Finally, voices from the ethnographic and feminist research traditions (Lomborg, 2012; Beaulieu and Estalella, 2012) point out the insufficiency and inappropriateness of rigid consent forms, and instead advocate for informed consent as a continuous negotiation (Lawson, 2004); a series of waivers of expected and behavioral social norms (Manson and O'Neill, 2007); or a situated decision that the researcher makes by focusing primarily on avoiding harm rather than consent per se (Markham and Buchanan, 2015). These approaches seem to be backed by studies about research participants’ expectations toward the research process. Lewis and Graham (2007) found that participants reacted unfavorably to the idea of written consent, and were more interested in naturalistic, authentic approaches to information-giving.

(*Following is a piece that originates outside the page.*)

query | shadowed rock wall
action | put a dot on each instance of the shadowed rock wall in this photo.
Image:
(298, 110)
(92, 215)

I found myself particularly drawn to the ideas of the ethics of care. Held (2006, p. 9) has defined care as both a value and a practice. The ethics of care ideally prescribes ‘relations of trust and mutual respect’ (Boellstorff et al., 2012, p. 129), and is seen as something that goes beyond avoiding harm.

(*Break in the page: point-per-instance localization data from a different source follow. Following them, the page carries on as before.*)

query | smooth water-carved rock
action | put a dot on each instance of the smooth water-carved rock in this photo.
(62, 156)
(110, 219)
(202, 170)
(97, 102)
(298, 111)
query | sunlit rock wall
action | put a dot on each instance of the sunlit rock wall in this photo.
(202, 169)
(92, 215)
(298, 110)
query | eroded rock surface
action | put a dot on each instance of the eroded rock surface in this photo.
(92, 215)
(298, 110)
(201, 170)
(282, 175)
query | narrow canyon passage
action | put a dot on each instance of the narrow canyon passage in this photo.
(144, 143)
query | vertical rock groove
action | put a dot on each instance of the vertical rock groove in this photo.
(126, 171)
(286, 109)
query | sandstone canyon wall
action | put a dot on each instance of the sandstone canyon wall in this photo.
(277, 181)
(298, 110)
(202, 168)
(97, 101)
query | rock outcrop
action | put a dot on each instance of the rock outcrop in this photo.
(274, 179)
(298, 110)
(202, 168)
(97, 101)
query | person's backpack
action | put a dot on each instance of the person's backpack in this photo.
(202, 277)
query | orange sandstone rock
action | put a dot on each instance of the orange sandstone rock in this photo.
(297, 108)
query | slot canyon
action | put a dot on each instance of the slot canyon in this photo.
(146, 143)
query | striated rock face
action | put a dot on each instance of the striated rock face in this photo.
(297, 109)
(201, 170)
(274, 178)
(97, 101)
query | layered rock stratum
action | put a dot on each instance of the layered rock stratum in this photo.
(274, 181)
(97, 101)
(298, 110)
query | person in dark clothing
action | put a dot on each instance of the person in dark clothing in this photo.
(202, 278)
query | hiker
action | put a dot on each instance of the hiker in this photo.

After more than ten years of working with marginalized communities, strategic guidelines for good practices for online research methodologies have emerged. In summary, these good practices include:
- Partnering with intermediary organizations to conduct research in their member communities.
- Establishing and supporting collaborative, longterm, respectful relationships.
- Using a wide range of online tools creatively, appropriately and effectively – including social media, videoconferencing, websites and mobile tools – to maintain partnerships and to gather, protect and share information and traditional knowledge.
- Ensuring ownership, control, access and possession of the research data and that local knowledge remains with the communities and the people.
- Integrating local worldviews and epistemologies into all aspects of the research by creating a process to meaningfully involve local scholars, knowledge keepers and community members.
- Learning and growing with the community throughout the entire sharing process with the effective use of interactive, two-way communication technologies.
- Sharing the research data with the communities in co-produced reports and presentations that are useful to them.
- Working with the communities to build local capacity to use and sustain research in the future.
- Developing and delivering research training and resources required by the community.
- Co-presenting research results including coauthoring papers and articles ensuring local ownership of the stories and knowledge.
- Working with the community to leave a lasting product that contributes to local well-being and future opportunities.
- Working with intermediary organizations on action to make structural changes through better regulations and policies benefiting all marginalized communities.